A multitude of biomolecular nano machines work in syncrony to sustain life in every living organism. Like the machines around us, the machines within use energy to do useful work and can so be understood in physical terms. In our group we focus on the machines that work on genomes. Machines that find, copy, move, proofread, repair, or even destroy genetic information. Our health depends on the work these machines do, and predicting their behaviour will impact both fundamental biological understanding and clinical applications.
The types of useful work a machine can do depends on the collection of conformational states it can transition between in response to external ques. As an example, consider a bacterial defence molecule Cas9 searching through a DNA pool in the hunt for viral sequences (Figure). Depending on the DNA seqeunce it interacts with (context), it adopts different structural configurations (states) to either reject and move on, bind stably, or cleave the DNA (functions). These intermolecular context-state-function relationships are what we model, as they are the key to constructing data-efficient and adaptable algoithms predicting biological behaviour.
At present, our research encompasses viral replication, DNA mismatch repair, and optimization, characterization, and prediction in the context of CRISPR-Cas based gene editing platforms.
The utility and joy of biophysical modelling
Most bioinformatic approaches to predicting whole-genome acticity of molecular machines are based on black-box machine learning or top-down heuristic classification schemes. By construction, such approaches are data hungry, non-adaptable to novel situations or training data, non-quantitative, and the results are largely uninformative beyond the specific classification they perform. By contrast, biophysical modelling is bottom up, starting at known physical law to adress the shortcomings of top-down bioinformatics, to yield quantitative and adaptable predictions.

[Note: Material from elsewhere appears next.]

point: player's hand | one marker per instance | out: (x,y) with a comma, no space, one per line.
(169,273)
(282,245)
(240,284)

Biophysics is also different from physical modelling of non-evolved systems. For non-evolved systems it makes little sence to answers "why?" questions along the lines of "For the purpose of ... ". For systems evolved through natural selection though, it can make sense to speak of purpose: The CRISPR immune system has developed for the purpose of fending off viruses; proofreading and DNA mismatch repair has evolved for the purpose of preserving the information content of the genome; and so on.
The oppertunity to think of natures evolved purpose is what sets biophysical apart from physical modelling of non-evolved systems.